Certa, porque o art. 5º, VI, da LGPD atribui ao controlador as decisões referentes ao tratamento de dados pessoais.
- B)operador.
Errada, porque o operador apenas realiza o tratamento em nome do controlador, sem poder decisório principal.
- C)titular.
Errada, porque o titular é a pessoa a quem os dados se referem, não quem decide o tratamento.
- D)autoridade.
Errada, porque a autoridade (ANPD) fiscaliza e regula a proteção de dados, mas não toma as decisões do tratamento em cada caso.
- E)encarregado.
Errada, porque o encarregado faz a interlocução entre controlador, titulares e ANPD, sem ser o responsável pelas decisões do tratamento.
Gabarito: A
Na LGPD, nem todo mundo que mexe com dados manda no jogo. A lei separa bem os papéis: quem define as decisões sobre o tratamento é o controlador, enquanto o operador apenas executa o tratamento em nome dele.
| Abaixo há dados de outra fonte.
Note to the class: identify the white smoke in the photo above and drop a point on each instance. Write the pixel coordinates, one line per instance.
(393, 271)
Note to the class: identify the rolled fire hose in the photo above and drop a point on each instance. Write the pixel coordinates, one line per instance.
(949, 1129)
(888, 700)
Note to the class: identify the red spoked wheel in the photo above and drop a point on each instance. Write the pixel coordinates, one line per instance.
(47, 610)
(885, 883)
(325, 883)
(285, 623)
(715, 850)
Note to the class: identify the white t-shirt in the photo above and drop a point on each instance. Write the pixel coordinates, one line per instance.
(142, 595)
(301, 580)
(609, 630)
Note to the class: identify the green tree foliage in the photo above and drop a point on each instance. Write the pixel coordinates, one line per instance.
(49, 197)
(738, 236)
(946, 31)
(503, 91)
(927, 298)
Isso está na definição do art. 5º, VI, da Lei nº 13.709/2018, que diz que controlador é a pessoa natural ou jurídica, de direito público ou privado, a quem competem as decisões referentes ao tratamento de dados pessoais. Na prática, pense assim: a empresa decide por que e como os dados serão usados, então ela é a controladora. Já uma empresa terceirizada que só armazena, organiza ou processa esses dados seguindo instruções atua como operadora. A prova gosta muito dessa divisão porque ela aparece em várias situações do dia a dia e confunde bastante. O titular é a pessoa dona dos dados, ou seja, aquela a quem os dados se referem. A autoridade é a ANPD, que fiscaliza e regula o tema. E o encarregado é o canal de comunicação entre controlador, titulares e a ANPD. Cada um tem sua função, e a banca costuma testar justamente quem decide, quem executa e quem fiscaliza. Por isso, o gabarito é a alternativa A: o controlador é quem tem as decisões referentes ao tratamento de dados pessoais. É leitura seca da lei, sem mistério.